Altıncı şart: Pekin’den kredi alın

Çin’in Rusya’nın iç gaz işine müdahil olması konusu gündeme gelirken aynı zamanda Çinli bankaların Gazprom’a yeni boru hattını inşa etmesi için borç vermesi ve bu borcun ne kadar olabileceği de tartışılıyordu.

Gazprom, 2014 yılına kadar yeni boru hattının inşasını kendi yatırım programını kullanarak finanse edeceğini söylüyordu, ancak Rusya hükümetinin Gazprom’a Rusya Ulusal Varlık Fonu’ndan kredi verilmesini onayladığı da konuşuluyordu.

Rusya’nın Kırım’ı ilhak etmesi ve Gazprom’un bir anda dış borç piyasalarının kendisine kapalı olduğunu fark etmesiyle her şey bir gecede değişti. İşte bu noktada her iki boru hattı projesini finanse etmek için bir Çin kredisi gündeme geldi.

Gazprom’un mali zorluklarından sonuna kadar faydalanan Çin, Altay projesinde ilerlemeyi şirketin boru hattının Rusya bölümünü inşa etmek için “ortağından” kredi almayı kabul etmesi koşuluna bağladı. Bir Çin bankasının finansmanını kabul etmesi için Moskova’da lobi faaliyeti yürüten Pekin, 8 milyar ila 15 milyar dolar arasında bir gelir elde etmek üzere kendi bankacılık sektörünü kurmuş oldu.

Ancak Rusya ve Çin’in faiz oranı ve kredinin diğer koşulları üzerinde anlaşamaması, iki tarafı bir kez daha çıkmaza sürükledi.
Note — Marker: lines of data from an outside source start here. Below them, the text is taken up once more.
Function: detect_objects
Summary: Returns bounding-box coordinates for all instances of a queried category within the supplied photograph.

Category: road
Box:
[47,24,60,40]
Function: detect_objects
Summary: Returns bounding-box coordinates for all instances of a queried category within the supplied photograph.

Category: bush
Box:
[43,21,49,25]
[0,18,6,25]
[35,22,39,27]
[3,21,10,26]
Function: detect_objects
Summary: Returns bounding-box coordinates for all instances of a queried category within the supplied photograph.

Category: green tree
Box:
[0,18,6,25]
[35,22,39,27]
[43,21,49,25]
Gazprom’dan bir kaynağın 2015 yılında Reuters’a verdiği demeçte şirketin inşaatı finanse etmek için kendi mali kaynaklarından yoksun olduğunu söylediği bildirildi.
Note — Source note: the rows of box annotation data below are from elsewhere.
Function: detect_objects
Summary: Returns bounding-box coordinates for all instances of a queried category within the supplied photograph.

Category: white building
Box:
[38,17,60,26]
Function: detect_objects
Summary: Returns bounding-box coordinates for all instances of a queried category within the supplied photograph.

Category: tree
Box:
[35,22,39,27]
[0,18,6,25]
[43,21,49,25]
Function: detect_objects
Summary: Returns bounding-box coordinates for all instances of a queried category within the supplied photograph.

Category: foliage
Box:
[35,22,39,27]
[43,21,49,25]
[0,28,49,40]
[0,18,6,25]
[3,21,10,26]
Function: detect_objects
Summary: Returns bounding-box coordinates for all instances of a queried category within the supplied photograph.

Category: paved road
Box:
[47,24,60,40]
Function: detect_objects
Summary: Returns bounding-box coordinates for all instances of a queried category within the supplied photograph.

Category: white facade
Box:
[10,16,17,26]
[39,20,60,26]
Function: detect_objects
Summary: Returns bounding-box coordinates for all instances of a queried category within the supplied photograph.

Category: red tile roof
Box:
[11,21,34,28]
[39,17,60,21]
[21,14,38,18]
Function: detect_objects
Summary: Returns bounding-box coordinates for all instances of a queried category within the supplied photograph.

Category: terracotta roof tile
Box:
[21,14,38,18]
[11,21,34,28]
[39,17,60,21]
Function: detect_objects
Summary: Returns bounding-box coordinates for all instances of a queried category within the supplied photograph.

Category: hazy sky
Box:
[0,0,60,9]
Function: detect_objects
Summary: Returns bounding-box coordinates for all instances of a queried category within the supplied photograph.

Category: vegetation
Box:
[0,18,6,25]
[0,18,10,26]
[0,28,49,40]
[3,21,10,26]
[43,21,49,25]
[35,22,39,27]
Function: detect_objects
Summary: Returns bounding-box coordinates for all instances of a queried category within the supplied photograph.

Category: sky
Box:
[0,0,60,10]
Yedinci şart: Çin’e esnek hacimlerde gaz teslimatı yapılması

Aşılamayan bir başka mali engel de gaz sözleşmelerinde standart bir madde olan ve alıcı teslim edilen her şeyi satın almasa bile ödenmesi gereken minimum hacmi belirleyen al ya da öde koşulu oldu.

Novaya Gazeta’nın kaynaklarına göre Gazprom, orijinal Sibirya’nın Gücü boru hattı sözleşmesinde belirlenen standart olan yüzde 80’in altında bir al ya da öde seviyesini kabul etmeyecek, ancak Pekin bu koşulları kabul etmeyecek.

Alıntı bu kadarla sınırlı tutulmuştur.